Nasci em 2002, pelo que, fazendo as contas, tenho uns meros 19 anos. Durante toda a minha vida morei em Santa Maria, só tendo alterado essa realidade no final do ano passado, quando rumei ao Porto para estudar Física.
Sou fruto de vários privilégios, como a minha avó diz, nasci em berço de ouro. É a ouvir os relatos dos ascendentes familiares e vendo as notícias que o percebo. Sou incapaz de fazer qualquer análise da realidade sem o mencionar, porque na minha experiência de vida não tive obstáculos que muitas pessoas tiveram ou têm.
Para o meu crescimento contribuiu um apoio familiar muito forte e o entusiasmo de vários professores. Com o seu apoio tive a oportunidade de participar em várias atividades, competições e eventos que em muito me enriqueceram, na forma e no conteúdo.
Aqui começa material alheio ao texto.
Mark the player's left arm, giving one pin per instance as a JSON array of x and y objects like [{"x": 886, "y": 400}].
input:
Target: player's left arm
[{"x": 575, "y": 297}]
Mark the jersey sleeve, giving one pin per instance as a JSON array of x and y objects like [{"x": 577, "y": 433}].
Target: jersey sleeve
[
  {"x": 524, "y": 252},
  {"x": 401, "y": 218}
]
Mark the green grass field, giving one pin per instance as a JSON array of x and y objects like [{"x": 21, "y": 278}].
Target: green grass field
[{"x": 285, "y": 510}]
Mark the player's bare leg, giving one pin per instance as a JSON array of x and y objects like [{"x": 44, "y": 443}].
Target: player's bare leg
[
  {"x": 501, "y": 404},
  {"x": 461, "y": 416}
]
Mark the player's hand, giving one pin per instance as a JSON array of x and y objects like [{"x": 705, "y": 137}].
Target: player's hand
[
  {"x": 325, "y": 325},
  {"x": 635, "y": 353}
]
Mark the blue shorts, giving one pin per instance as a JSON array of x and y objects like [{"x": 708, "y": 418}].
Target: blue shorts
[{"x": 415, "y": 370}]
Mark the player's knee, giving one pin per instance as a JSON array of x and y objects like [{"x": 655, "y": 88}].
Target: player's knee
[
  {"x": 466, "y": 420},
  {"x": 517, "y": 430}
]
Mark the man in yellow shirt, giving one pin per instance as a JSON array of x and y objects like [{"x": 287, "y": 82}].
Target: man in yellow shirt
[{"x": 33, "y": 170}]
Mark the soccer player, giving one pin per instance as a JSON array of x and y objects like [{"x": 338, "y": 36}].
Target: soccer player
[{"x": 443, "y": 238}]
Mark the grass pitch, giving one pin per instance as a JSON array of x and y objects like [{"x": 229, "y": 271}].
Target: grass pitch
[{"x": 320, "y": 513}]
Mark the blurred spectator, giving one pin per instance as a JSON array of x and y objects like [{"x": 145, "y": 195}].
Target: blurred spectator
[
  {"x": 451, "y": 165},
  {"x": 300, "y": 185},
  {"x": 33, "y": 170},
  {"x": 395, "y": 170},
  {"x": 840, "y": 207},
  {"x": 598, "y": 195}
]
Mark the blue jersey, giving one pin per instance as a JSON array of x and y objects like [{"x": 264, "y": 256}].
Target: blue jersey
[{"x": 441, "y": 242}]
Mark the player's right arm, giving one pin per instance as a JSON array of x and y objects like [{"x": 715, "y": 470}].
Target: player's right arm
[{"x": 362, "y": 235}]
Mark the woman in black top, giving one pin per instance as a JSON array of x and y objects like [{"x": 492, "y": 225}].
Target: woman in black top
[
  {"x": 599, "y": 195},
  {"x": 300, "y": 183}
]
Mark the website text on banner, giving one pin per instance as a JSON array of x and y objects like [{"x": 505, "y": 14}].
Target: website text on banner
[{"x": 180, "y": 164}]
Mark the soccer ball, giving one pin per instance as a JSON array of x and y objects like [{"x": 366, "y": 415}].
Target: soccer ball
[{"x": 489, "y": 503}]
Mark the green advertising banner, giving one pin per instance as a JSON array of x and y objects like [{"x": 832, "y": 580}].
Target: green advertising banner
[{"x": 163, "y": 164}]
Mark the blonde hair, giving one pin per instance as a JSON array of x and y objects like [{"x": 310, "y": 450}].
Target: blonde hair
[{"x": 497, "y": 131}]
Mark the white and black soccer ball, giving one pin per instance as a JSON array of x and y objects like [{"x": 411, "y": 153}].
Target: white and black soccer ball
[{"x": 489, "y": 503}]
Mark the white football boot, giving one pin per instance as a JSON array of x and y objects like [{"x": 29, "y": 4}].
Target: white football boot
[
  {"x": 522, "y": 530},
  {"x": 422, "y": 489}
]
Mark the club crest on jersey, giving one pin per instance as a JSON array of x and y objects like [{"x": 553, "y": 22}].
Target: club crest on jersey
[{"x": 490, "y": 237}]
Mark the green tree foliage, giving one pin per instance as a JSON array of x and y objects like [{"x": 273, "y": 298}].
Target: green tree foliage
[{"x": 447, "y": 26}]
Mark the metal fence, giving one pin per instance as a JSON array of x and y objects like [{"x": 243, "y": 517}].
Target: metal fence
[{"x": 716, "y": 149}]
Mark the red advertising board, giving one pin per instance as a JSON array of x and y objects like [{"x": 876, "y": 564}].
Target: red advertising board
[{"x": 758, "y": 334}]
As legislativas de 2015 fizeram-me parar para observar o que me rodeava. Não sendo o meu cérebro uma máquina de grande distinção, só em 2017 cheguei à conclusão de que se queria algo, deveria arregaçar as mangas e fazer por isso. Se queria uma Associação de Estudantes interventiva, tinha de perder o medo e avançar. Se queria uma voz interventiva a favor dos alunos nos órgãos escolares, então tinha de perder a preguiça. De 2017 a 2020, com mais e menos fracassos e sucessos, erros e aprendizagens, movi-me pelo entusiasmo de quebrar a barreira entre a escola e a comunidade.
Ao longo desse percurso apercebi-me da importância da política. Como cheguei a essa conclusão? Tudo é política. Por isso mesmo decidi aproximar-me do partido que melhor me representava: o Bloco de Esquerda. A partir das regionais de 2016 aventurei-me e em 2018 cheguei à comissão política regional. Durante quase dois anos estive em contacto com uma figura que muito admiro e a quem devo o início da minha atividade política: a Zuraida Soares. Em 2020 fui eleito coordenador daquela que é a primeira comissão coordenadora de ilha do Bloco em Santa Maria.
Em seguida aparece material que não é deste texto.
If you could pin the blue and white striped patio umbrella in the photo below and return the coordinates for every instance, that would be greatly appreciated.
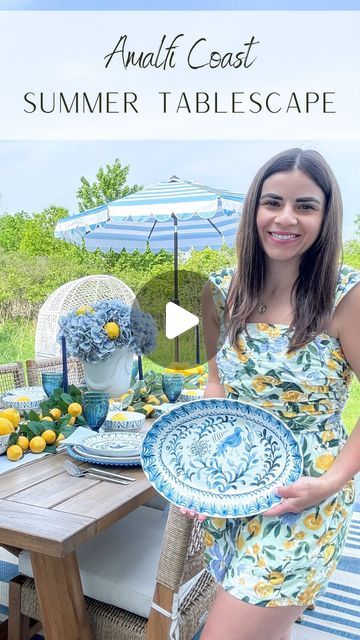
(171, 215)
(204, 216)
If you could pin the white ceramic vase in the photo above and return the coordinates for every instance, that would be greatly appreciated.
(112, 375)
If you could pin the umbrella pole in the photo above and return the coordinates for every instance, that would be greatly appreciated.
(197, 344)
(176, 280)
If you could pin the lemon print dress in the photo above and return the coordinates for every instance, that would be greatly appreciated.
(286, 560)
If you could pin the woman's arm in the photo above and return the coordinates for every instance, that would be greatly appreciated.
(347, 463)
(211, 329)
(308, 491)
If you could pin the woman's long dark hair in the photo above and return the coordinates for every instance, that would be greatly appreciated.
(314, 288)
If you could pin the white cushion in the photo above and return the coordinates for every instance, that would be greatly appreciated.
(119, 565)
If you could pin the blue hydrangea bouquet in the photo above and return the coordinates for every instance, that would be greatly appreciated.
(93, 332)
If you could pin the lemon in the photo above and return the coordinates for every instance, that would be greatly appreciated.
(14, 452)
(11, 414)
(5, 422)
(56, 413)
(125, 395)
(148, 408)
(112, 330)
(37, 444)
(5, 429)
(23, 442)
(84, 309)
(49, 436)
(119, 416)
(59, 439)
(75, 410)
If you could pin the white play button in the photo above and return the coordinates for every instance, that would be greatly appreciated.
(178, 320)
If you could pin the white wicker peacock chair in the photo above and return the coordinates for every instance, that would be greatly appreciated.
(70, 296)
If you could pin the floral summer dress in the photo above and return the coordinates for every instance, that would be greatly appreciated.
(286, 560)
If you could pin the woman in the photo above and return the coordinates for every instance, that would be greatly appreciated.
(285, 324)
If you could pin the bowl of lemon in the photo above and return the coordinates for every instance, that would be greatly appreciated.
(123, 421)
(9, 420)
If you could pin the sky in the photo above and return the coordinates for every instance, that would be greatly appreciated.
(35, 174)
(215, 5)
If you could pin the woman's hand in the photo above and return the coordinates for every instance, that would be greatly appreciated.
(190, 513)
(299, 495)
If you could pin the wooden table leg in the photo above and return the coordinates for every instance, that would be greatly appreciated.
(61, 601)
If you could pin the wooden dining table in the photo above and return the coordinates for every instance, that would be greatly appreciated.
(50, 513)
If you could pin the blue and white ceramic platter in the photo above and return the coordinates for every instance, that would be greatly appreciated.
(75, 451)
(35, 395)
(167, 406)
(221, 457)
(114, 444)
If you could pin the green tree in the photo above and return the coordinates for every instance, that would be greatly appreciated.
(12, 228)
(357, 224)
(37, 236)
(110, 184)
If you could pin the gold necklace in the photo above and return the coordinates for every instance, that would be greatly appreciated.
(262, 308)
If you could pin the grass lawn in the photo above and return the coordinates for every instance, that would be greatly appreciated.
(352, 410)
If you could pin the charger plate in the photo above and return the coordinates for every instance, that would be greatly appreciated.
(221, 457)
(35, 394)
(76, 452)
(114, 445)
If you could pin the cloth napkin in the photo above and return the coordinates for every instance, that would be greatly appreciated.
(77, 437)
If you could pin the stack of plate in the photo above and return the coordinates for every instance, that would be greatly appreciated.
(24, 398)
(117, 449)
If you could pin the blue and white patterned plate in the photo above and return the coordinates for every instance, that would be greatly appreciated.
(76, 452)
(34, 396)
(221, 457)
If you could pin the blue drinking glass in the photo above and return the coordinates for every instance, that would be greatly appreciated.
(172, 384)
(95, 406)
(51, 380)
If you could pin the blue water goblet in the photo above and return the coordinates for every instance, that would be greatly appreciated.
(51, 380)
(95, 406)
(172, 384)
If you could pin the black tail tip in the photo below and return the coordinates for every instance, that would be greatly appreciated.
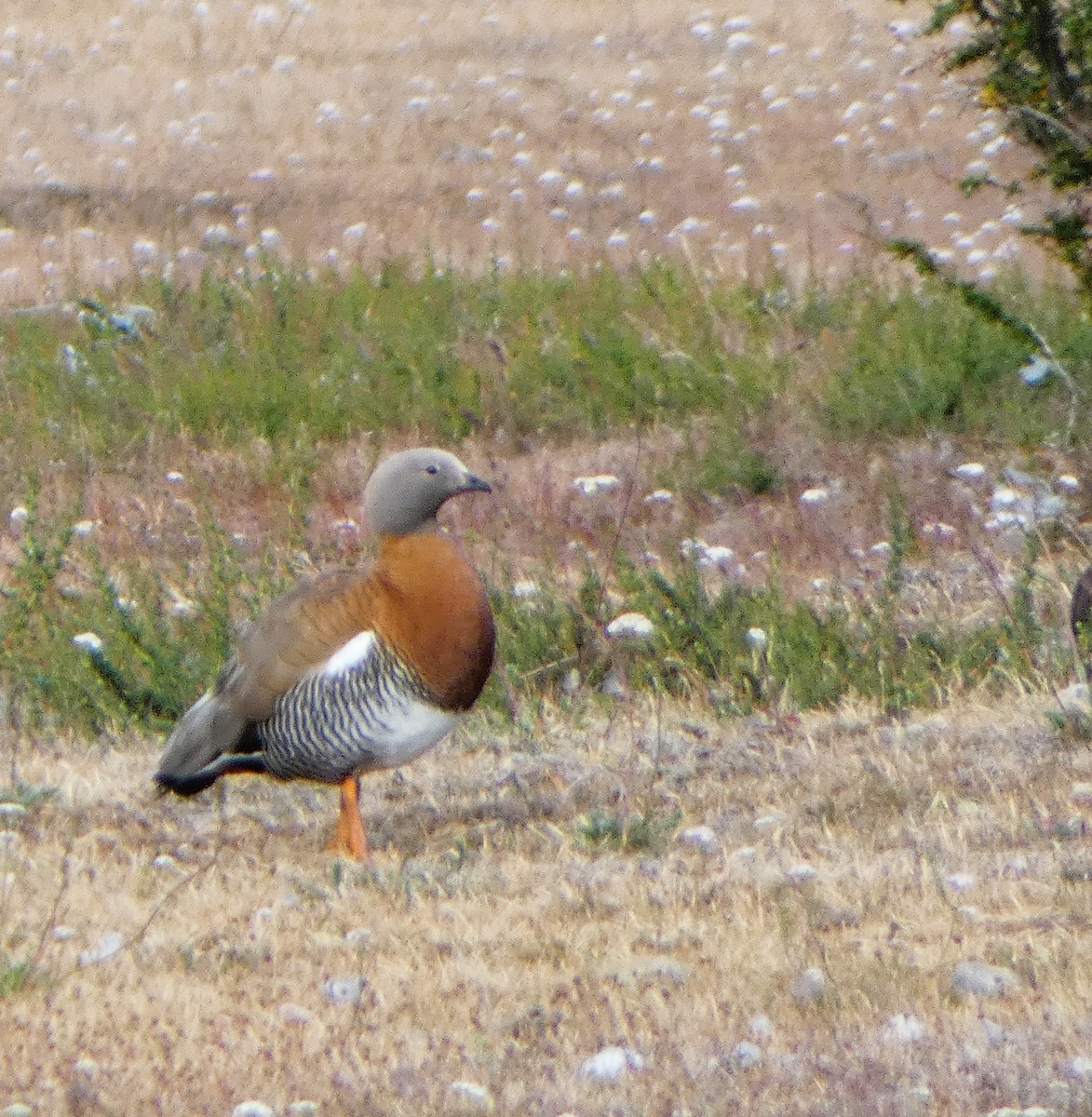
(184, 786)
(Em jeito de curiosidade, gostava de conseguir ter a possibilidade de saber se os leitores reviraram os olhos depois deste parágrafo partidário.)
E agora aqui estou a mandar postas de pescada.
É importante termos estes espaços de reflexão, que devem ser alargados a pessoas muito diferentes, sendo, obviamente, o fator idade aqui inserido. No entanto, a par da ponderação é necessário não esquecer que precisamos de sair da nossa bancada e aventurar-nos na realidade.